# Craftsman DYT 4000 - is it possible to replace a B+S 18.5hp Intek with a Honda?



## curlybandit (Dec 1, 2014)

Hello everyone.

I have a Craftsman DYT 4000 with a Briggs and Stratton 18.5hp Intek single piston motor. It has less than 250 hours on it. A couple of months ago the motor quit on me. After doing some research I see that the Briggs and Stratton Intek motors are quite notorious for being poorly built and failing. One of the more common issues appears to be failure of the head gasket followed by failure of the piston rod. I think I may fall into this camp as well.

I'm consider one of two options. I'm either going to cut my losses and buy another lawn tractor ans sell my DYT for what I can get for it, or replace the motor.

If I choose to replace the motor, I don't want another BS Intek. I want to know if it's possible to replace it with a Honda motor.

Thanks!


----------



## sixbales (May 18, 2011)

Howdy curlybandit,

The cost of a new engine is more than your DYT 4000 is worth.


----------



## curlybandit (Dec 1, 2014)

sixbales said:


> Howdy curlybandit,
> 
> The cost of a new engine is more than your DYT 4000 is worth.


I was thinking the same thing. Might just be work the cutting my losses


----------



## sixbales (May 18, 2011)

If it needs a head gasket, that's a fairly easy job.


----------



## Rusty (Jun 15, 2011)

have never had good experiences with craftsman lawn tractors, I've had two and both were cheaply made and had catastrophic failures within two years. (basically right after they came out of warranty)


----------



## curlybandit (Dec 1, 2014)

sixbales said:


> If it needs a head gasket, that's a fairly easy job.


Based on the loud "clunk" and banging it made just before it died, I'm going to assume that it was something a little more catastrophic. When I try to turn it over now the fan spins freely as if there's no compression in the cylinder.



Rusty said:


> have never had good experiences with craftsman lawn tractors, I've had two and both were cheaply made and had catastrophic failures within two years. (basically right after they came out of warranty)


Every review I've read specifically relating to the Briggs and Stratton Intek motors have been negative. Craftsman/Sears tends to use B+S Intek motors for their riding mowers, as does a few other manufacturers. There's a common theme amongst the disgruntled - motor blows within 2-3 years of ownership, in spite of hours on the motor.

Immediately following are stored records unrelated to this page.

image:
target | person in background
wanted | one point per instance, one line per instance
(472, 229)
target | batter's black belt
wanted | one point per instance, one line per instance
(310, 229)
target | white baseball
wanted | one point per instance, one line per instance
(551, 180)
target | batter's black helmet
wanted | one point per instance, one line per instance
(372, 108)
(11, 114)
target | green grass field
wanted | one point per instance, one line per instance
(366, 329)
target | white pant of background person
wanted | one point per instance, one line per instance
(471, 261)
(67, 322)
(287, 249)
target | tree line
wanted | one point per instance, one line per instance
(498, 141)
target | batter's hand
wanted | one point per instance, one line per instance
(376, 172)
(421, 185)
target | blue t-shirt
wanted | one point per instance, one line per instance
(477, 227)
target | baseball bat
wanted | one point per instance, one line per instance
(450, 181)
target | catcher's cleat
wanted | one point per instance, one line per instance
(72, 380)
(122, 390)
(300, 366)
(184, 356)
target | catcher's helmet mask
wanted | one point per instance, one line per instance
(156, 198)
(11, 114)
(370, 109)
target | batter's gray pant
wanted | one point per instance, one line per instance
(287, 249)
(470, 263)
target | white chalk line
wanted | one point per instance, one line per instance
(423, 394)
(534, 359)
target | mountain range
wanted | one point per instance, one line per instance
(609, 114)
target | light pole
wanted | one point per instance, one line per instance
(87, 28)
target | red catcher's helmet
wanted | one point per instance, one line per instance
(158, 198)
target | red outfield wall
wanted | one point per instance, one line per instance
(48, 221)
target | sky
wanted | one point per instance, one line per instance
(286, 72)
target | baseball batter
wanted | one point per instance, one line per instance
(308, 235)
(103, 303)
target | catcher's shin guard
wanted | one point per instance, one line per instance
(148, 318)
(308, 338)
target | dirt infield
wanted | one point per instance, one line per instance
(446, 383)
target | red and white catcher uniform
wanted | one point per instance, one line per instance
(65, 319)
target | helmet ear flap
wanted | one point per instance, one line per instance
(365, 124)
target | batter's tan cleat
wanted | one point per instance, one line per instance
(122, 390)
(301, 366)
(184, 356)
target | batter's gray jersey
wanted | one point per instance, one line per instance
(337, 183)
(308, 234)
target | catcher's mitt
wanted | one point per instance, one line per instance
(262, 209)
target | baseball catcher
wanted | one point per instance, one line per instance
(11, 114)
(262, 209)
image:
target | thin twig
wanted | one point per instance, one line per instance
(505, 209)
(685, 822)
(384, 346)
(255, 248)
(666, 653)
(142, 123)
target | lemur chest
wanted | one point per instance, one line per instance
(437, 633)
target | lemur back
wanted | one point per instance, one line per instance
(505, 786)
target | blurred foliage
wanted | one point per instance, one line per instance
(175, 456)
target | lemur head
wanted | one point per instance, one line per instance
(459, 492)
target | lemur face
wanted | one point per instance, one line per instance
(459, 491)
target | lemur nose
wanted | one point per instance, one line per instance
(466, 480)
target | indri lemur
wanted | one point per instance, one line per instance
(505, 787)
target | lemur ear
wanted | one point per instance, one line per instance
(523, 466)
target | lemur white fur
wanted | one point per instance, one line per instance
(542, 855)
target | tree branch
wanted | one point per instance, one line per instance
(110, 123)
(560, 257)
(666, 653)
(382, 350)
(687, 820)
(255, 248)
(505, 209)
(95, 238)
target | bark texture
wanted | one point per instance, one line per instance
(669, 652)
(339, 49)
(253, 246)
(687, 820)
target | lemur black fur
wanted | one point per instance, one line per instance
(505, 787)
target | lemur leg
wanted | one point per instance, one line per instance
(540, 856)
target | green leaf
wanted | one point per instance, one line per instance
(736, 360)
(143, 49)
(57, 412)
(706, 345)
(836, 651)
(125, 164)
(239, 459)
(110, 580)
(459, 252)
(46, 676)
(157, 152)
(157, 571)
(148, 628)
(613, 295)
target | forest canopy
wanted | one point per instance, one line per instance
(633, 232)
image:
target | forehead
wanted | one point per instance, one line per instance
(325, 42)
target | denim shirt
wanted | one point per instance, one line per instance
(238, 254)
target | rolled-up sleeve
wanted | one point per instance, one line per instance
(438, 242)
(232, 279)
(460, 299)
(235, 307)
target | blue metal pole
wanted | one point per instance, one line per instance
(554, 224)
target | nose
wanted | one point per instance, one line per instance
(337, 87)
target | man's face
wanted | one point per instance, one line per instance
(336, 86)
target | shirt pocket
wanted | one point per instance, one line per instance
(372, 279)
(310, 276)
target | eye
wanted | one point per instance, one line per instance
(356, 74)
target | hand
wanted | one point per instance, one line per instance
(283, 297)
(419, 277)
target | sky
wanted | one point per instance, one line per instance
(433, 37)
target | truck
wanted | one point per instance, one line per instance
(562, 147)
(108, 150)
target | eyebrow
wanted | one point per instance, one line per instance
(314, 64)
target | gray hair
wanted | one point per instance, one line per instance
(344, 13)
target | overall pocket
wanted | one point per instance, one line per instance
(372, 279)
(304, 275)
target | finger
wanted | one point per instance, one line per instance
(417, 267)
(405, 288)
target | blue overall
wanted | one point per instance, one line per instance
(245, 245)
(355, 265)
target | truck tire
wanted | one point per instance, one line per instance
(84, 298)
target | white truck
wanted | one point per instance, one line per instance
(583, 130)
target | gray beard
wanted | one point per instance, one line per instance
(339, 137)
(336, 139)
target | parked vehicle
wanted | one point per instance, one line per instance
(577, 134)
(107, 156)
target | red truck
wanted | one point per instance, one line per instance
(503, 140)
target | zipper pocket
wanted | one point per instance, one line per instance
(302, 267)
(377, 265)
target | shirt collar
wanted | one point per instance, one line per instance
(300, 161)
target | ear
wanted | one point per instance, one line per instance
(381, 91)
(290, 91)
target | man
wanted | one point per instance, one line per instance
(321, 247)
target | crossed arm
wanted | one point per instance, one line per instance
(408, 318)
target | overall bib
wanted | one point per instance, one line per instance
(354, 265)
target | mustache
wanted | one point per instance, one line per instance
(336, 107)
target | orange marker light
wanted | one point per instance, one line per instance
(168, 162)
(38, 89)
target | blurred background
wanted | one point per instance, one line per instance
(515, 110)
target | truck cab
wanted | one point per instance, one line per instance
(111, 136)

It's typically the head gasket followed by the rod.


----------



## FredM (Nov 18, 2015)

most times a motor blows is because there is lack of engine oil in the crankcase and the conrod grabs the crankshaft journal and snaps the rod through inertia, this in turn smashes everything in close proximity.

You should be able to buy a short motor, even a long motor for the mower if you think the valves and guides are worn, just a matter of fitting the cowlings, flywheel and carby, all the outside bits, piece of cake.


----------



## Woombat (May 13, 2015)

I bought my Toro , new , with a Honda in it . The dealer was experimenting with it . Offered me a good deal . Only a 13hp , but Still going strong after 10yrs . Did have One problem though . The Honda magneto Had to be upgraded to Honda's strongest , as the Toro's electric cutting deck ran the charge down in a half hour & I have 2hrs of lawn . But they upgraded to the stronger charger under warranty.


----------



## wjjones (May 28, 2010)

My neighbors did the same thing for 2 reasons. 1 he cut the grass so short you could literally see where the blades where hitting the dirt, and 2 he never performed any service that is required for a lawn engine except oil changes. The intek requires a valve inspection, and possible adjustment every 100 hours. They are notorious for slacking up but as I mentioned over straing the engine ie cutting thick tall grass down to stubble will ruin any engine pretty quick. I would if I where you buy another lawn tractor it would be cheaper in the long run. Maybe a twin cylinder Honda, kawi, or even another briggs but go with a vanguard instead of the intek. Kohler is ok but not what they used to be none of them are built like they used to be.


----------



## sixbales (May 18, 2011)

To answer your original question.....Get a Honda engine with essentially the same HP, same shaft length and diameter, and it should be a straight forward engine swap. You may have to drill new mounting holes for the Honda. Good luck!


----------